We’re not big fans of jargon and PR speak on this blog, and we did round up some of our least favourite words and phrases a few years ago. 

We also have a banned words and phrases section in our blog style guide, which aims to keep godawful phrases like ‘paradigm shift’ and synergies’ off the pages of this blog. 

People keep coming up with this guff though, so I’ve listed some further crimes against the English language… 

In no particular order… 

Fanbassador: A fan of a brand who acts in an ambassadorial way. (Thanks to @CraigLeGrice for this one). 

Shoptimization: how apps can be used to optimise the in-store shopping experience for the consumer, usually by reducing costs.

Digi-tail: augmented reality and other digital stuff in-store to boost the shopping experience.

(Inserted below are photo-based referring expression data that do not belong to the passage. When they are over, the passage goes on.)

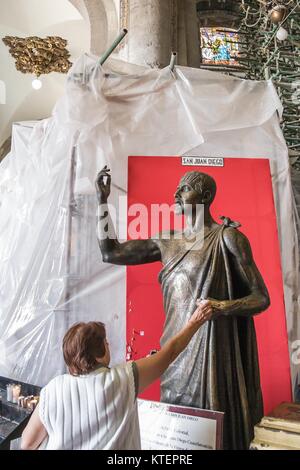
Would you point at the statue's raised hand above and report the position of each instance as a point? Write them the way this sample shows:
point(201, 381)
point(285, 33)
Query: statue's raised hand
point(102, 184)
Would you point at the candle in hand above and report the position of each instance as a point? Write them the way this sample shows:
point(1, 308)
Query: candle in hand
point(16, 393)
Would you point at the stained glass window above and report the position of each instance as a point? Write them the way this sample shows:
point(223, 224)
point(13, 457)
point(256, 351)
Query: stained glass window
point(219, 47)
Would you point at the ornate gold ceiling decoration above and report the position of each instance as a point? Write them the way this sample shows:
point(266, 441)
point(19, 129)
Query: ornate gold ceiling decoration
point(39, 55)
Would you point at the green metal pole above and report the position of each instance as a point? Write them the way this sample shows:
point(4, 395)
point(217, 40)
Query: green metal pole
point(112, 47)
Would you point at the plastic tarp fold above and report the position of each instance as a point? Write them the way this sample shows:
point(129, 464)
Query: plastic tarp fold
point(51, 269)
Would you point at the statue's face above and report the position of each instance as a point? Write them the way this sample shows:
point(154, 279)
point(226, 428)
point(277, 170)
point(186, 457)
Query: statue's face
point(185, 195)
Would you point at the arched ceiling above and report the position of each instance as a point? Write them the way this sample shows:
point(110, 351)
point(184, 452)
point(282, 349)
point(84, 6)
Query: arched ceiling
point(31, 16)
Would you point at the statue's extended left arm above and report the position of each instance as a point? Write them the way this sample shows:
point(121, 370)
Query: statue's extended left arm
point(258, 298)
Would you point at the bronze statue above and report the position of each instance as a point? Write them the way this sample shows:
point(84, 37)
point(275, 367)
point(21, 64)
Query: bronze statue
point(219, 370)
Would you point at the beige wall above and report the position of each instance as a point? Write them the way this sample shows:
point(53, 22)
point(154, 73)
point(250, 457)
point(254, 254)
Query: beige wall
point(41, 18)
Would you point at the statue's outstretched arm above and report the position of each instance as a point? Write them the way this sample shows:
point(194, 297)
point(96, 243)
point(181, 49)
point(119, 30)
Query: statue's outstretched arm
point(127, 253)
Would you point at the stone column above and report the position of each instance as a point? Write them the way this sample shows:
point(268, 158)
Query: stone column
point(156, 28)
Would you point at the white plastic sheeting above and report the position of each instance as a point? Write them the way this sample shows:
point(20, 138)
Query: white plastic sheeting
point(51, 270)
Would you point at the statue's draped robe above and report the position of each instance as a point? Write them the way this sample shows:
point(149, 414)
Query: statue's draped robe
point(219, 369)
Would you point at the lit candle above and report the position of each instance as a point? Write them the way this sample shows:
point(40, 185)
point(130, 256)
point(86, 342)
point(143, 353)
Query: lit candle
point(9, 396)
point(16, 393)
point(21, 401)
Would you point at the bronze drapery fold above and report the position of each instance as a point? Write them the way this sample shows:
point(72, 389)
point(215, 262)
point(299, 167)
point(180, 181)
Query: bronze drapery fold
point(219, 370)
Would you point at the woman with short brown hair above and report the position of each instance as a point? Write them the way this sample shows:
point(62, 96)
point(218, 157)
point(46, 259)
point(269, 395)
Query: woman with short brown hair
point(94, 407)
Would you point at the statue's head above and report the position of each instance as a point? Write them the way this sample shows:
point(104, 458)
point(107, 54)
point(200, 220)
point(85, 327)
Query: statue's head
point(195, 188)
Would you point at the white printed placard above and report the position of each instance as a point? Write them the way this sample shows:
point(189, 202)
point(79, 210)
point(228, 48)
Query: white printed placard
point(202, 161)
point(172, 427)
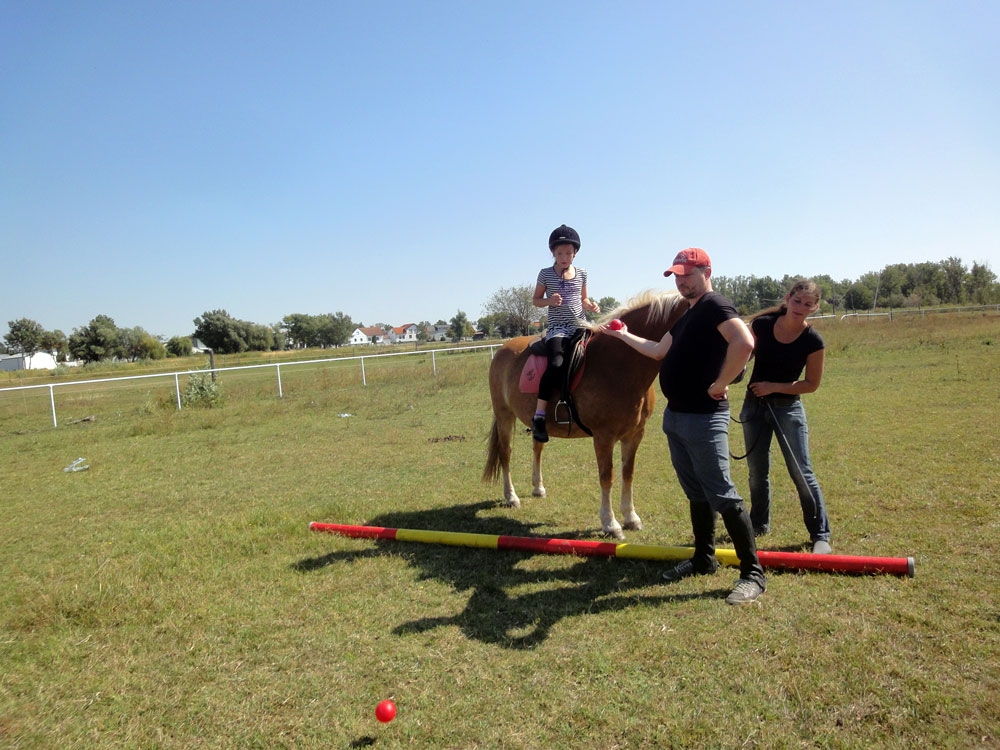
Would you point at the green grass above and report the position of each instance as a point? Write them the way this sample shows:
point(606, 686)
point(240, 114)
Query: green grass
point(172, 595)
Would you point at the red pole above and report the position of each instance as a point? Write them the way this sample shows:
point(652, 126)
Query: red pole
point(548, 545)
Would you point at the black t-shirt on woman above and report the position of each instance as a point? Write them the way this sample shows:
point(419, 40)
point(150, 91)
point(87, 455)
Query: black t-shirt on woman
point(775, 362)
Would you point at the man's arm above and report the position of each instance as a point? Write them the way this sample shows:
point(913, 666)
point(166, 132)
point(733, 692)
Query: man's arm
point(740, 347)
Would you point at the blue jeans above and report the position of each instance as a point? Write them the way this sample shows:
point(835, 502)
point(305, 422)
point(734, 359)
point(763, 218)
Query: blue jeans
point(761, 417)
point(699, 452)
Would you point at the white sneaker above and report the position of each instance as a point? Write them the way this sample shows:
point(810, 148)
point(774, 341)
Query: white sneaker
point(745, 592)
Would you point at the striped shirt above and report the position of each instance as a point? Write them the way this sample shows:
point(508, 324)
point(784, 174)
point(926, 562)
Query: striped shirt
point(565, 319)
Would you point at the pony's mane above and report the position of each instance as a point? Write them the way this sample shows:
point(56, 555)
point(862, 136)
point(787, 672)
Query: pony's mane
point(660, 305)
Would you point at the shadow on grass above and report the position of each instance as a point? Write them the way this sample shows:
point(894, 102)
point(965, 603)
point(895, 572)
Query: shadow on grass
point(495, 612)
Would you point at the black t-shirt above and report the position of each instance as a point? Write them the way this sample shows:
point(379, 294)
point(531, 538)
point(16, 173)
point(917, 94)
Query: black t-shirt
point(775, 362)
point(695, 357)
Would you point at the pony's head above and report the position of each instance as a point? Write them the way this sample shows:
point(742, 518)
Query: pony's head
point(648, 312)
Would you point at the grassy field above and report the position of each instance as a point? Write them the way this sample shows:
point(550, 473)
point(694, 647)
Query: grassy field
point(172, 596)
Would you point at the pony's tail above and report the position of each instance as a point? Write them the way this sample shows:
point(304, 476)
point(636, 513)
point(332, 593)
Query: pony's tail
point(493, 448)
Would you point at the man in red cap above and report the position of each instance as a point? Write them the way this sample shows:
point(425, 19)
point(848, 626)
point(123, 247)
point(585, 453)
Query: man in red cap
point(700, 356)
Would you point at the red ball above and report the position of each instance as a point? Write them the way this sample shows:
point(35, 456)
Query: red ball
point(385, 711)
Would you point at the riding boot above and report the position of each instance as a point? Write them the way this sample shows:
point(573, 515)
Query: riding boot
point(703, 526)
point(737, 522)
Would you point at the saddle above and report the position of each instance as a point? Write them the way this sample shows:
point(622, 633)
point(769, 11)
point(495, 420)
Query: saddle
point(538, 362)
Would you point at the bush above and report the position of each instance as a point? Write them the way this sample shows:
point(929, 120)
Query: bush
point(202, 390)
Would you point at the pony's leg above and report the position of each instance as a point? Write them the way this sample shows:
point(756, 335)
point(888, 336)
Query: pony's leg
point(504, 426)
point(604, 449)
point(630, 519)
point(537, 488)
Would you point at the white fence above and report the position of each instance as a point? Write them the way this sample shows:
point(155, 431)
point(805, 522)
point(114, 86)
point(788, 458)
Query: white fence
point(52, 387)
point(919, 311)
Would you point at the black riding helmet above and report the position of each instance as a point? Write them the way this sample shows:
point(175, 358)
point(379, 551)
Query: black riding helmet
point(564, 235)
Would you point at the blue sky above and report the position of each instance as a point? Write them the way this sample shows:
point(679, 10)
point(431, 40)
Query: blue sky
point(401, 161)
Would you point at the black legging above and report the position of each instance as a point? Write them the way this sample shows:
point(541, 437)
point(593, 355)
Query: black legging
point(553, 376)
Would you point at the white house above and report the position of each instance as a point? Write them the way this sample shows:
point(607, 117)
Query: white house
point(404, 334)
point(368, 335)
point(36, 361)
point(438, 333)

Wearable multitasking: “Watches that socially connect, work as credit cards and have games on them” – basically, wearable technology.

Fashionizing: making normal objects fashionable. Diet Coke being branded with Jean Paul Gaultier was an example.

Shoppertainment: “new brand experiences and memorable entertainment” in-store and online, such as IKEA holding a slumber party.

Mocial: Yes, it’s mobile and social. 

Data is the new (soil): A bastardisation of Gerd Leonhard’s phrase, explained here. Someone actually used this (skip to 6:50 in this video). “Data is the new soil..in which our ideas will grow”. Pass me the bucket…

Phablet: basically, big smartphones which aren’t quite tablets. Do we really need a word for this?  

Pivot: when a startup decides that a change of business model is needed. 

Value add: or, in plain English, added value. 

Omnichannel: yes, we’ve used this word on the blog, but what’s wrong with multichannel?

Learnings: as in lessons learned. Learnings isn’t a word.  

Reach out: commonly used by PRs. “I’m reaching out to you with the news that…”

Swim lane: a phrase for a person’s area of responsibility within a business.